Optimal Routing for Multi-Hop Social-Based D2D Communications in the Internet of Things

With the development of wireless communications and the intellectualization of machines, the Internet of things (IoT) has been of interest to both industry and academia. Multi-hop routing and relaying are key technologies that will underpin IoT mesh networks in the future. This paper investigates optimal routing based on the trusted connectivity probability (T-CP) for multi-hop, underlay, device-to-device (D2D) communications with decode-and-forward (DF) relaying. Both random and fixed locations for base stations (BSs) are considered, where the former case assumes that the locations of the BSs are modeled as a Poisson point process (PPP). First, we derive two expressions for the connectivity probability (CP): a tight lower bound and an exact closed-form. Analysis is carried out for the cases where the channel state information (CSI) between BSs and the D2D transmitter is known (CSI-aware) and unknown (no-CSI).
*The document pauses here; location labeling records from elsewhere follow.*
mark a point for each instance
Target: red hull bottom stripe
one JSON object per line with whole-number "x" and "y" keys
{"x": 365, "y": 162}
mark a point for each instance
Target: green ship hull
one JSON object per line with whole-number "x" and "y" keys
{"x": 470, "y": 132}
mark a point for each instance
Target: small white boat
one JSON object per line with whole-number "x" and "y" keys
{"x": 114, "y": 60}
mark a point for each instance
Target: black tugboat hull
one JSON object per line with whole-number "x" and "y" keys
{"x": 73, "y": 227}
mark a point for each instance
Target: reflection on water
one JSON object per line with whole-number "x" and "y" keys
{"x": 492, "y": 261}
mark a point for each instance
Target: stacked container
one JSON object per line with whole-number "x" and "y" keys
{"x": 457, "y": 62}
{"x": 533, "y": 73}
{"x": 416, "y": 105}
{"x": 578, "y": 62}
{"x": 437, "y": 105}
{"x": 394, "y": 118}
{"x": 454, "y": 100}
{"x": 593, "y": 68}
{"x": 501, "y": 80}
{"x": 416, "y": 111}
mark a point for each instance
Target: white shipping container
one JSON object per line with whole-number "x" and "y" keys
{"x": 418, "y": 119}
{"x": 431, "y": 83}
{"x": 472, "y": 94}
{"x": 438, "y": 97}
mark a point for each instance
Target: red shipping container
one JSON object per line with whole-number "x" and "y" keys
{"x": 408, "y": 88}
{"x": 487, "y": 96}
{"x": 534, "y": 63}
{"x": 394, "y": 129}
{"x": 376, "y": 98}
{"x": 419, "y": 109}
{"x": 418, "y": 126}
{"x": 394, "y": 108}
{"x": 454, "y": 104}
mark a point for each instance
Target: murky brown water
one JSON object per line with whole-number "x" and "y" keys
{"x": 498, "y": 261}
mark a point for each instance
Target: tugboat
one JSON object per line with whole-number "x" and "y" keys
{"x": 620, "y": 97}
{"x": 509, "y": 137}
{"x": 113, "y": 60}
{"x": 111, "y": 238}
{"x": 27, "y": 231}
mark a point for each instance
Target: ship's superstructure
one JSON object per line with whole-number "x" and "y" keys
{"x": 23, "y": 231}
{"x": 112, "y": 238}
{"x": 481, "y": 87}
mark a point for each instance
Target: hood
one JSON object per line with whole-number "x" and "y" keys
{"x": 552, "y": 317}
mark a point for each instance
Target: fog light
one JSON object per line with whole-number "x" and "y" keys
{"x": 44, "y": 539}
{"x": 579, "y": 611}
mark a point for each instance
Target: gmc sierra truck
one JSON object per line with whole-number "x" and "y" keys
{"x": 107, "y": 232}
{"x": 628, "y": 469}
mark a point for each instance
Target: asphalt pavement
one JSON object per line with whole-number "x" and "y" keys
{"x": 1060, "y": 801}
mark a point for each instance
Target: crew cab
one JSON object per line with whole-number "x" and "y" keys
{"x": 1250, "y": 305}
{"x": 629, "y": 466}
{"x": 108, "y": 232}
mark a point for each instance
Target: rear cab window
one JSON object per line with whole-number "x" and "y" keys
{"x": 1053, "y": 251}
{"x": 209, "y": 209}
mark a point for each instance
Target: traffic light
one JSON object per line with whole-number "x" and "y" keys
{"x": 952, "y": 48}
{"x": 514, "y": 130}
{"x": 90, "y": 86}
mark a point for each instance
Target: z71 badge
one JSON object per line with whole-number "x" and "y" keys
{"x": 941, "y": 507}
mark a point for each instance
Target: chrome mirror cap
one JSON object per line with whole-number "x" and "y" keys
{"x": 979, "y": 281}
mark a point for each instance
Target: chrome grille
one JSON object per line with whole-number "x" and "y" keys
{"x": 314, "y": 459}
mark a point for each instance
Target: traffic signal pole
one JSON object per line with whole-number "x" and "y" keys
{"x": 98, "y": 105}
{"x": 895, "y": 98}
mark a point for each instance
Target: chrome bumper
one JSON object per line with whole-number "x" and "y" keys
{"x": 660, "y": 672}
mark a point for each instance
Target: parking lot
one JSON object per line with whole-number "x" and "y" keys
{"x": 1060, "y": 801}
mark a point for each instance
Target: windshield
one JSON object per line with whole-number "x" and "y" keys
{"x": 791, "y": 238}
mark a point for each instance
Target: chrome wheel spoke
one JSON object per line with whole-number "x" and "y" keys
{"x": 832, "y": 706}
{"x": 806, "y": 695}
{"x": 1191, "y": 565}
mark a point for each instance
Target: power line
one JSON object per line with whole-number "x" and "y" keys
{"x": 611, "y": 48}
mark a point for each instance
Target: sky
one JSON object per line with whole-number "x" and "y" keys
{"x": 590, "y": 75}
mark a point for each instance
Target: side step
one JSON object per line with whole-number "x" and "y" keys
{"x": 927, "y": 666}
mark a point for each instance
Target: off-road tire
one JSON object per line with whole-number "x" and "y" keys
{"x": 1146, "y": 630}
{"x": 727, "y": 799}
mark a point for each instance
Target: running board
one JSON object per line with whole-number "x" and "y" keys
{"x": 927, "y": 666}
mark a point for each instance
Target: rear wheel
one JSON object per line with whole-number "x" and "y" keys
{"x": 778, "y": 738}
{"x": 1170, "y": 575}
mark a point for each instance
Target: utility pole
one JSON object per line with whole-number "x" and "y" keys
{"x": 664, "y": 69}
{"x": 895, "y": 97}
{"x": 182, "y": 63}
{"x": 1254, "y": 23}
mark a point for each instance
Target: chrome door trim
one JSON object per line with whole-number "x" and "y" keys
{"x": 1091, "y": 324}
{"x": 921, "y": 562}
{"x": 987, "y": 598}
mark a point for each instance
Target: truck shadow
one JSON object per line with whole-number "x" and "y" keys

Interference from active cellular users (CUEs) is characterized by modeling CUE locations as a PPP. Moreover, motivated by results that have shown that social behavior leads to D2D devices communicating with nearby neighbours, we derive the trust probability (TP) for D2D connections by using a rank-based model. Finally, we propose a novel routing algorithm that can achieve the highest T-CP for any pair of D2D devices in a distributed manner. The derived analytical results are verified by Monte Carlo simulations. We show that the proposed routing algorithm achieves almost the same performance as that attained through an exhaustive search. When BSs are located randomly, the optimal path based on the CP is the shortest path between the D2D transmitter and receiver. However, for fixed BSs, the optimal path selection depends on the locations of the BSs, which provides a very useful insight in designing the multi-hop D2D system for 5G IoT.